Occlusion culling is the act of not drawing things hidden from view (occluded) by other objects in the scene. It’s a very powerful concept but a reasonably complicated one, which often requires a lot of number crunching. Many games do this ‘offline,’ the level is analyzed by a program that precalculates what is visible from where. This would be done during builds of the levels and then would be used at runtime. As mentioned above, offline approaches are not ones TaleSpire can use, so what can we do? More recently, as GPUs have improved, people have worked out ways to achieve realtime versions of this on the GPU. It is very common in TaleSpire that people decorate the insides of builds, and none of those tiles usually need to be drawn when the camera is outside the building. In short, we might get substantial wins from occlusion culling.

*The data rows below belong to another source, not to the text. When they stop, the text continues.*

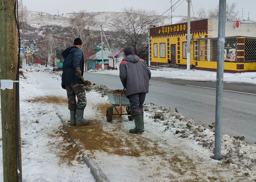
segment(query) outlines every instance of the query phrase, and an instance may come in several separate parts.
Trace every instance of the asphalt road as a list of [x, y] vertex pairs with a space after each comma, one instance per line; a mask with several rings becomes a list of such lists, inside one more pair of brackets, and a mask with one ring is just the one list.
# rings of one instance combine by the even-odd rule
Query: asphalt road
[[[84, 77], [111, 89], [123, 88], [118, 76], [85, 73]], [[215, 121], [215, 87], [212, 81], [152, 78], [146, 102], [173, 111], [177, 108], [184, 116], [208, 126]], [[250, 143], [256, 142], [256, 85], [251, 84], [224, 83], [224, 89], [229, 91], [223, 93], [222, 132], [244, 136]]]

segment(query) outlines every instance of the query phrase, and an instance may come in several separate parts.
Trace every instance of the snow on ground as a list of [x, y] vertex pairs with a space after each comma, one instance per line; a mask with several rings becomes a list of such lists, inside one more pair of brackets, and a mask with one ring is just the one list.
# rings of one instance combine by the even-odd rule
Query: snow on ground
[[[174, 79], [191, 80], [207, 80], [215, 81], [216, 73], [211, 71], [191, 70], [188, 71], [177, 68], [167, 68], [150, 70], [152, 77], [160, 77]], [[115, 76], [119, 76], [118, 70], [94, 70], [92, 73]], [[256, 84], [256, 72], [229, 73], [225, 73], [224, 81], [227, 82], [243, 82]]]
[[[53, 107], [67, 102], [59, 78], [45, 73], [24, 73], [27, 79], [21, 77], [20, 83], [23, 181], [95, 182]], [[3, 176], [2, 141], [0, 148]]]
[[91, 123], [70, 126], [60, 75], [25, 75], [27, 79], [20, 83], [23, 181], [95, 181], [57, 113], [83, 153], [98, 163], [111, 182], [256, 181], [256, 146], [242, 137], [223, 135], [223, 159], [214, 160], [214, 125], [208, 129], [170, 108], [149, 103], [145, 104], [145, 132], [130, 134], [134, 124], [127, 116], [106, 121], [106, 109], [111, 106], [106, 96], [108, 89], [98, 84], [86, 87], [85, 116]]

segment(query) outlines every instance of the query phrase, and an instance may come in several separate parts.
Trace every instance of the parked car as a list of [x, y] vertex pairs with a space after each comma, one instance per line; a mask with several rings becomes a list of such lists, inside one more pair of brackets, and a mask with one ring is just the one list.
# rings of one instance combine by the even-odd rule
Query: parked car
[[62, 66], [55, 66], [52, 69], [53, 71], [62, 71]]
[[51, 71], [51, 69], [50, 68], [44, 68], [44, 71]]

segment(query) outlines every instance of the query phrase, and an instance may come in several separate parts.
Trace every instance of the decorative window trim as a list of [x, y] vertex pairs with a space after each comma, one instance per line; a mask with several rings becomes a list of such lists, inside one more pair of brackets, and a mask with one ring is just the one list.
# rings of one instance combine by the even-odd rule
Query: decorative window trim
[[[157, 56], [155, 56], [156, 54]], [[157, 57], [157, 43], [154, 43], [154, 57]]]
[[194, 43], [194, 59], [195, 60], [195, 46], [196, 46], [196, 41], [193, 42]]
[[[162, 50], [161, 50], [161, 46], [164, 45], [164, 48], [162, 47]], [[165, 58], [165, 43], [159, 43], [159, 50], [160, 52], [160, 58]]]
[[[186, 45], [186, 46], [185, 46]], [[187, 42], [182, 42], [182, 58], [187, 59], [188, 58], [188, 43]]]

I’d started implementing a GPU occlusion culler outside Unity before, but I’d lacked the Unity knowledge to know how to do it there without writing my own render pipeline. After seeing BatchRenderGroup, a bunch of stuff clicked, and now I’m pretty sure I know how to do this. As with my previous experiments, I’m basing my work on this blog post, and a yesterday I wrote a MonoBehaviour that computes the hierarchical depth (Hi-Z) mip chain for a camera.

I’ve got a few things on my todo list for this week, but as soon as possible, I want to write a working test version of this so I can explore how far we can take this.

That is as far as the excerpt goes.